Problems with the Quenched Approximation in the Chiral Limit

TL;DR

This paper examines the limitations of the quenched approximation in QCD, especially near the chiral limit, highlighting the presence of problematic chiral logarithms and their implications for the approximation's validity.

Contribution

The paper provides an alternative derivation using the renormalization group to show that the problematic chiral logarithms in quenched QCD cannot be simply redefined away, challenging previous assumptions.

Findings

Chiral logarithms in quenched QCD are singular in the chiral limit.

Previous summations suggested non-analytic dependencies that may be redefined.
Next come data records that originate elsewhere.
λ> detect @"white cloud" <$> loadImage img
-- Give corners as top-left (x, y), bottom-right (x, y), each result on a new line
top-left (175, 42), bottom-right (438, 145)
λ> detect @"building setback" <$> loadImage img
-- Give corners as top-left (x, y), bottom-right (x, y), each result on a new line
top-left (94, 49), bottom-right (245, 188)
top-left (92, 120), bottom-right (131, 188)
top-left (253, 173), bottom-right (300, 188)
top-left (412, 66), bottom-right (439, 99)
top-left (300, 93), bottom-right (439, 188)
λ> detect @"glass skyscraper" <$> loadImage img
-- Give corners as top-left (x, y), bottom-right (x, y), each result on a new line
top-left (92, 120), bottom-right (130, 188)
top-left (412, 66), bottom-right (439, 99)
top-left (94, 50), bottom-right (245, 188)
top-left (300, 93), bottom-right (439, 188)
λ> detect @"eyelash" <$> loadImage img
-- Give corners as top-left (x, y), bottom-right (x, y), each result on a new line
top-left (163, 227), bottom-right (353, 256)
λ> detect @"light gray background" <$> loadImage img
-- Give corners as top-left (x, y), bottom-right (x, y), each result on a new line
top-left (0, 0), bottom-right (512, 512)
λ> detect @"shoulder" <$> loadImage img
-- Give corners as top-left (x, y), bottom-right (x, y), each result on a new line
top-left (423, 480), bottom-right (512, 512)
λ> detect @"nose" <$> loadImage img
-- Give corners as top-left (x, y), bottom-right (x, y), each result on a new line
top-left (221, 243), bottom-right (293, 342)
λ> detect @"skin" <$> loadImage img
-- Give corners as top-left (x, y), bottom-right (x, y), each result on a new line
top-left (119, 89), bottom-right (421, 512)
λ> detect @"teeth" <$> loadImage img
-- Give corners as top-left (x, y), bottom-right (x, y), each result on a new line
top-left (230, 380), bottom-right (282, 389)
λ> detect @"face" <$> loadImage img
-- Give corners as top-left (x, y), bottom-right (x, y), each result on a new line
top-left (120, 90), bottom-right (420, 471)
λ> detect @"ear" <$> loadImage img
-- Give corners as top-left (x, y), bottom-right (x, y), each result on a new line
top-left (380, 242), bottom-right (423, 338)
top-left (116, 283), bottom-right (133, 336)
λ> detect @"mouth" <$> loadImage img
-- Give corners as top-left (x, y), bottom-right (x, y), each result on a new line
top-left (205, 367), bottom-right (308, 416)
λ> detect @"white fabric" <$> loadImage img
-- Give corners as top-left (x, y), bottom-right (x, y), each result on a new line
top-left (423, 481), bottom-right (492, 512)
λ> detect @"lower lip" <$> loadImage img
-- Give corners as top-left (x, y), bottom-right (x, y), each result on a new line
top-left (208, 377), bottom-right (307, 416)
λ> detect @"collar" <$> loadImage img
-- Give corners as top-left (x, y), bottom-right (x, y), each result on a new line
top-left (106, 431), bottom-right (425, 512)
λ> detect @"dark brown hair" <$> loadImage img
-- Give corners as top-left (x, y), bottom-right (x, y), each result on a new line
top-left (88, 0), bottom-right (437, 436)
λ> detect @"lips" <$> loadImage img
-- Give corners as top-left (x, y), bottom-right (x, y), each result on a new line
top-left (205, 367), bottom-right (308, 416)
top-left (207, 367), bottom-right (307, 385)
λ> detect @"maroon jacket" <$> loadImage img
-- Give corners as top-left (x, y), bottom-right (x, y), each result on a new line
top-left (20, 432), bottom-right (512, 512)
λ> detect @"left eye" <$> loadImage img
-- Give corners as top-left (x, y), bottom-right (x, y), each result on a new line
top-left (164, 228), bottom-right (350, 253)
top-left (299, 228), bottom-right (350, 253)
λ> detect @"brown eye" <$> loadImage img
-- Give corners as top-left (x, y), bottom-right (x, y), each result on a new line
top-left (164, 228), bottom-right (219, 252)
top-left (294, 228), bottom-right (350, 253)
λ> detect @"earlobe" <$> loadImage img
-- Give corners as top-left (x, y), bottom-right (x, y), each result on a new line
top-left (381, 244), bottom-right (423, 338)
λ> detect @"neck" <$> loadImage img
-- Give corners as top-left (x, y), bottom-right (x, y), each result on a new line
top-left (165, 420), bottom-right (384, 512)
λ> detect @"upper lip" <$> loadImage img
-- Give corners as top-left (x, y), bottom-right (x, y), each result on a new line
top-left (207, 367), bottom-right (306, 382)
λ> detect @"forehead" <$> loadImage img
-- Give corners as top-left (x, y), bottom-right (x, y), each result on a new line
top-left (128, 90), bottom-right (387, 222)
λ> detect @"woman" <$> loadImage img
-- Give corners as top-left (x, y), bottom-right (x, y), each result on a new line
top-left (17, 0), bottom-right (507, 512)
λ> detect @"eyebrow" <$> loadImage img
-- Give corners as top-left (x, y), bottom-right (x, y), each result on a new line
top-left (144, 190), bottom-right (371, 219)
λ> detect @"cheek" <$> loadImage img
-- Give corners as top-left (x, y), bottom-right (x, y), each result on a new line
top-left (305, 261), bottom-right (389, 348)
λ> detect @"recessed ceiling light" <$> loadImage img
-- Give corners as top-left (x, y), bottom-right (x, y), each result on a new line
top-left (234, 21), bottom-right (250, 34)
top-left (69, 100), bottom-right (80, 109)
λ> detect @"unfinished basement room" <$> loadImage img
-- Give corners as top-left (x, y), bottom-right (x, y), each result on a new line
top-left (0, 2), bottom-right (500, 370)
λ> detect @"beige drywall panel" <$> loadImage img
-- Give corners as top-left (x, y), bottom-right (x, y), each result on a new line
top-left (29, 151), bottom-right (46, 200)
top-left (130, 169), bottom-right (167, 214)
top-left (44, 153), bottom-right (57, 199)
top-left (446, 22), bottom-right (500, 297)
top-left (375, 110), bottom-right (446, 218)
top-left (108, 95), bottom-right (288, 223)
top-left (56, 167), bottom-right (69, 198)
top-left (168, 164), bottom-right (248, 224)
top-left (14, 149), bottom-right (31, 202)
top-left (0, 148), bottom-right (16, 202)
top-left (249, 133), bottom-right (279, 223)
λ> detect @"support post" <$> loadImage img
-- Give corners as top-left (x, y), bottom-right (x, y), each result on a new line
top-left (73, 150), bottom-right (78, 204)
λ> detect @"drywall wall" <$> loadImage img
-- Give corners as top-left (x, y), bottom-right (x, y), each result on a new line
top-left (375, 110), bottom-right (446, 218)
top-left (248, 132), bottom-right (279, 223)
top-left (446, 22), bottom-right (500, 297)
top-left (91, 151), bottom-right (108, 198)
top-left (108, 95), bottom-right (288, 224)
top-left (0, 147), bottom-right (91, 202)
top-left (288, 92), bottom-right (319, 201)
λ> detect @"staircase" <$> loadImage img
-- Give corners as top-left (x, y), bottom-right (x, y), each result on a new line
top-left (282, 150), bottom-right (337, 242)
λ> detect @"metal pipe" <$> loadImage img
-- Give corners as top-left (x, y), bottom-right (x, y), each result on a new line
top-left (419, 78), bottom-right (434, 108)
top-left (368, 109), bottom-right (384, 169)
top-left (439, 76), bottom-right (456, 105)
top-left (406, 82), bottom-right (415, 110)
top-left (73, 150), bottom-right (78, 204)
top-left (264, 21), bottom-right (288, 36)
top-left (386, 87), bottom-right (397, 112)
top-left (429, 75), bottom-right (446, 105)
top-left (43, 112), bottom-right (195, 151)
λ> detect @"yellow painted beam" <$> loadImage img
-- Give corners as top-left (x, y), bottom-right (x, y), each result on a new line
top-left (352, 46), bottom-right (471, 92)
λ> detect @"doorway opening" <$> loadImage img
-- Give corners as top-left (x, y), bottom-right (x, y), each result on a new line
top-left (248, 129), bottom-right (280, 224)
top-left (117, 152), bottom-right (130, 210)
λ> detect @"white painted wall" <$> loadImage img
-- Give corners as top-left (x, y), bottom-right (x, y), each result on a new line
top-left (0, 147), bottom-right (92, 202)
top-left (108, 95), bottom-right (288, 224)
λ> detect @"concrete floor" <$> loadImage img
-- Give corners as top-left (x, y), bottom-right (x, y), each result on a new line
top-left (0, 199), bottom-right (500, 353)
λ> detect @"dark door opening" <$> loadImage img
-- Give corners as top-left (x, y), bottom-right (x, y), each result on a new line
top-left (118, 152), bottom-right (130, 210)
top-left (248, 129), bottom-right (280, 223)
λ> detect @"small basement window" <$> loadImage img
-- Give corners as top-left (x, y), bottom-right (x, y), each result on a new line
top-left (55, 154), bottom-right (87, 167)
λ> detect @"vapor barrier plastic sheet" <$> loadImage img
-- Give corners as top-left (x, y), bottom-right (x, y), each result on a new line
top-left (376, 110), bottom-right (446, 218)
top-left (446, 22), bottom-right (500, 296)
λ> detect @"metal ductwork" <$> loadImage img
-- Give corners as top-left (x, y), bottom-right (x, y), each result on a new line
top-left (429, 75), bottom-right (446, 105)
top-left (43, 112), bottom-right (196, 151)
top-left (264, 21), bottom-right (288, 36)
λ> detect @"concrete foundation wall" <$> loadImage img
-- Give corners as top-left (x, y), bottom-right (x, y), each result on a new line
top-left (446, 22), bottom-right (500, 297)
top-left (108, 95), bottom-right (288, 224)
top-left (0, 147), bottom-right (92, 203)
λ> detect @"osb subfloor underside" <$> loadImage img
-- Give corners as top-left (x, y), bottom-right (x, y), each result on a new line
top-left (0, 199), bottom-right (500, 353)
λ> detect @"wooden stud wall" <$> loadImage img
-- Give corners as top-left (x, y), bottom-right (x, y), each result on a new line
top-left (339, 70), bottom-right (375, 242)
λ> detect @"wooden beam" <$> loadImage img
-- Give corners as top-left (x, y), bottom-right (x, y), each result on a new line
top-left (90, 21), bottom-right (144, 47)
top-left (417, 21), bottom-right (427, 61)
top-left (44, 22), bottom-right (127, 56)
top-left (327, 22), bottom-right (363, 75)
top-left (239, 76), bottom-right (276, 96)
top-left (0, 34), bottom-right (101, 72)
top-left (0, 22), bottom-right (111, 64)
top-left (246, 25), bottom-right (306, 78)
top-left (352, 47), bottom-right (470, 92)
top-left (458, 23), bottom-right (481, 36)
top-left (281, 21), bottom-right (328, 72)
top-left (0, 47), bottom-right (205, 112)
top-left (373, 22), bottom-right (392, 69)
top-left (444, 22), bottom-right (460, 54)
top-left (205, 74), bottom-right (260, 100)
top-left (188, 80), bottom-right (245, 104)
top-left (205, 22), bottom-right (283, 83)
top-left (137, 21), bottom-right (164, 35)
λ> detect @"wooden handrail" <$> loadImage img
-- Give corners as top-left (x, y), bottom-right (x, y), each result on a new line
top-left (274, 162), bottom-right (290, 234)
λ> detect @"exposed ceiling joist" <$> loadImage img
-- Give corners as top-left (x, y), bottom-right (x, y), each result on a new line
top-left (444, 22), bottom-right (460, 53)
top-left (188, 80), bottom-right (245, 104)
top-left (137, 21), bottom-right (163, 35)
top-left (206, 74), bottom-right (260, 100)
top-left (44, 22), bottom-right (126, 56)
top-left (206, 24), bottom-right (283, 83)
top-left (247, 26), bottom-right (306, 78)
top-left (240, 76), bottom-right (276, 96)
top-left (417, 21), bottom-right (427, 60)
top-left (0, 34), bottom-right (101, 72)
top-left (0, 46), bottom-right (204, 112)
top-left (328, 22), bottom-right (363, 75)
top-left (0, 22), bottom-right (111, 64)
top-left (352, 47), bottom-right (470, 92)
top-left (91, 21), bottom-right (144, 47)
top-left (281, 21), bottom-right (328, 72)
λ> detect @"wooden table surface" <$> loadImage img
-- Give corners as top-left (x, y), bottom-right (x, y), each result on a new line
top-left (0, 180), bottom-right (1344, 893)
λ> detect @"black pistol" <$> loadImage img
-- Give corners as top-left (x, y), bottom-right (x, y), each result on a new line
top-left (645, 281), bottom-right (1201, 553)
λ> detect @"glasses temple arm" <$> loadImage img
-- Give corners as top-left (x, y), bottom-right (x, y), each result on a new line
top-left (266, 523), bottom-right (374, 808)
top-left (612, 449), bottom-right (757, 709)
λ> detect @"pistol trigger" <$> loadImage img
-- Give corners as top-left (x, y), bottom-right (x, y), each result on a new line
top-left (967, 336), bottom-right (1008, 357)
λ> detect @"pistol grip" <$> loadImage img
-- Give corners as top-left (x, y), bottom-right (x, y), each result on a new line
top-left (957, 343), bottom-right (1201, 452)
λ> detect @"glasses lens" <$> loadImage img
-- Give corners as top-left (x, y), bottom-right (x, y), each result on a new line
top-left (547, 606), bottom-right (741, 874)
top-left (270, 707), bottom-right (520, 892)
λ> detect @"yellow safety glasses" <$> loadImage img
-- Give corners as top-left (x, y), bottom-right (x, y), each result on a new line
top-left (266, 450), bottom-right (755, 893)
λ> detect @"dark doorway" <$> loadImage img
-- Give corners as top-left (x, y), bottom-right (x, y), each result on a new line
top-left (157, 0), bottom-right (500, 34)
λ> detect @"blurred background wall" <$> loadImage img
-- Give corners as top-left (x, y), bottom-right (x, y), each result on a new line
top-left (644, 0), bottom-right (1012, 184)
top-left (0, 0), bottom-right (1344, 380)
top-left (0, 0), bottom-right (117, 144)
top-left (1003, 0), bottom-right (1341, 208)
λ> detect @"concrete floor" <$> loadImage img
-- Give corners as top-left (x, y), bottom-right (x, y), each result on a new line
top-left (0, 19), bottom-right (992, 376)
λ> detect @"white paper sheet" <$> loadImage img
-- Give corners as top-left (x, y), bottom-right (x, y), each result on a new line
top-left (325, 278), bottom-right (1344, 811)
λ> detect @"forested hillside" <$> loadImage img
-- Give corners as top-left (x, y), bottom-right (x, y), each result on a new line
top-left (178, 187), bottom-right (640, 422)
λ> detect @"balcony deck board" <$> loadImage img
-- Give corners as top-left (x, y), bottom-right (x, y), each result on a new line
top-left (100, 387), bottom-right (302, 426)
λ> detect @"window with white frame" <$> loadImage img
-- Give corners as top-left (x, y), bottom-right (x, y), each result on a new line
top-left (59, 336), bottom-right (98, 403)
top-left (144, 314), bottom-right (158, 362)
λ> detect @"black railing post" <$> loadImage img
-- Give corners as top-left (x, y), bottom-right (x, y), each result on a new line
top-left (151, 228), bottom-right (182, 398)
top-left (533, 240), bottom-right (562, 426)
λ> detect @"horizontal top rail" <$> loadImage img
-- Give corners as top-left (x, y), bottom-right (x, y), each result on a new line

Evidence for these effects in numerical data remains inconclusive.

Abstract

In the quenched approximation, loops of the light singlet meson (the $\eta'$) give rise to a type of chiral logarithm absent in full QCD. These logarithms are singular in the chiral limit throwing doubt upon the utility of the quenched approximation. In previous work, I summed a class of diagrams, leading to non-analytic power dependencies such as $\cond\propto m_q^{-\delta/(1+\delta)}$. I suggested, however, that these peculiar results could be redefined away. Here I give an alternative derivation of the results, based on the renormalization group, and argue that they cannot be redefined away. I discuss the evidence (or lack thereof) for such effects in numerical data.